Dinner is becoming more eclectic. Amanda Caniglia notices a shift towards tapas-style dining. “At Bella Vista, we’re seeing more casual, social dining, with multiple small-plate dishes shared among companions. I think this goes along with a preference for owner-operated restaurants, where the proprietors and diners get to know each other and build a personal connection. It’s all a way of building community through dining.”

Mareyja Sisbarro says, “Seriously good food doesn’t have to be so serious. Why not breakfast for dinner?  I love the term ‘brinner,’ now featured in the Urban Dictionary, and turning up on food trend lists and blogs everywhere. There’s a nostalgia component that makes it so appealing. When I was a kid, eating breakfast at night was a big treat, and today, chefs are incorporating breakfast-style foods into their lunch and dinner menus more creatively. Brockton Villa is widely known for our hearty breakfasts, and ‘brinner’ is a trend we happily embrace.”

Trending Terrific

Although there were some shining exceptions, a decade ago San Diego’s culinary scene was disparaged as uninspired and pedestrian. Today, it sparkles with innovation and creativity, and is attracting national attention from well-known food culture insiders. We are so happy with this trend, we could just eat it up! And we do. 


The Marine Room
Diver Scallop and Foie Rossini, a modern, ocean-to-table interpretation of a classic, features opulent scallops and foie gras,

with an updated elderberry reduction in the sauce. Celery root, crabapple, pain d’épices and truffle all provide complementary elements.

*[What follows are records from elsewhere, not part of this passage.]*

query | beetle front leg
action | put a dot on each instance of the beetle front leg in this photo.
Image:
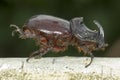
(92, 57)
(17, 29)
(38, 53)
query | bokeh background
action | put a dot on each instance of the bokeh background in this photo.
(107, 12)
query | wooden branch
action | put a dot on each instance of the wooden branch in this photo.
(59, 68)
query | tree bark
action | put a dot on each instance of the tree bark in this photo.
(59, 68)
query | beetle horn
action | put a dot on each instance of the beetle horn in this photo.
(101, 31)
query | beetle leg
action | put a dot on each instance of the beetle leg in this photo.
(38, 53)
(92, 57)
(16, 30)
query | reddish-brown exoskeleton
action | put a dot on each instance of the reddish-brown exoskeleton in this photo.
(56, 34)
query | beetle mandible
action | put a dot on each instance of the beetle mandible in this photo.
(56, 34)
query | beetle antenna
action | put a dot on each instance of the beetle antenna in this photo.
(92, 57)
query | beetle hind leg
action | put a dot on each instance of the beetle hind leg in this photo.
(92, 57)
(37, 54)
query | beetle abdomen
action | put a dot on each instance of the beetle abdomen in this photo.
(49, 24)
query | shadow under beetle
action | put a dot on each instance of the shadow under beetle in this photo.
(56, 34)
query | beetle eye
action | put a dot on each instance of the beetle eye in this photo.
(81, 22)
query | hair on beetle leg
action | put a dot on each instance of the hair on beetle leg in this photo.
(92, 57)
(17, 29)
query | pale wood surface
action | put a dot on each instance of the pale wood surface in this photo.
(59, 68)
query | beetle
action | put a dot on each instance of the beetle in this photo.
(56, 34)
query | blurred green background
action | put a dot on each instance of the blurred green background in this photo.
(107, 12)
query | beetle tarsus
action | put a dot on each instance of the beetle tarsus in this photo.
(92, 57)
(16, 30)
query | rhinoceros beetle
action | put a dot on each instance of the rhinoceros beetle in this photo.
(56, 34)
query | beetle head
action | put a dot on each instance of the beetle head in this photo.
(79, 29)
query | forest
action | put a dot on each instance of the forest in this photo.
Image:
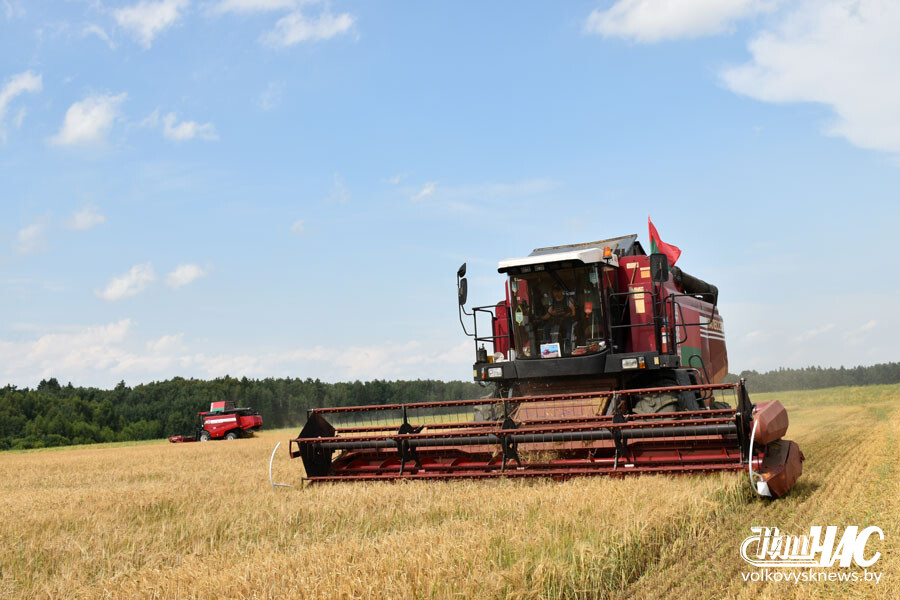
(55, 415)
(58, 415)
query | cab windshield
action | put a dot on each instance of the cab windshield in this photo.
(557, 312)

KITCHEN 1540 at L’Auberge Del Mar

Black Salsify Chawan Mushi with Pistachio Miso showcases the trend for fermented and pickled food with an updated classic savory Japanese egg custard. Featuring puréed, poached and fried salsify root and house-crafted miso broth, the appetizer zings alongside homemade pickled fruits and vegetables.



THE MED Ocean View Restaurant at La Valencia Hotel
Sugar Spiced Loch Etive Steelhead stars richly flavored, sustainably harvested steelhead  that pairs with heirloom beans cooked with ham hock, guanciale, roasted tomatoes and lemon confit. Venus clams from Baja add local excitement.

The Fishery
Baja-style cuisine, emphasizing local seafood and produce, is dramatically demonstrated in Whole Fried Huachinango. The fresh-caught red snapper is enhanced with a deep-flavored guajillo pepper sauce and a salad of shaved red cabbage and radish.



Osteria Romantica
Authentic pasta, extra virgin olive oil, cheese and sausage (all imported from Italy!) impart bona fide flavor and quality to Orecchiette Puliesi. The combination of white wine sauce, redolent of garlic and herbs, with local rapini and tomatoes, creates international intrigue.


Bella Vista Social Club & Caffe
Crab Cake Lollipops are perfect for sharing with friends at happy hour, or you might just want to keep them all for yourself. Paired with creamy red pepper aioli, they are a favorite for tapas-style dining.



Brockton Villa
Skillet Hash and Eggs are a “brinner” favorite: house-made beer-brined corned beef hash atop tangy horseradish mashed potatoes with chive crème fraîche and eggs. To kick-start your evening, pair it with a “Hot Apple Pie” cocktail.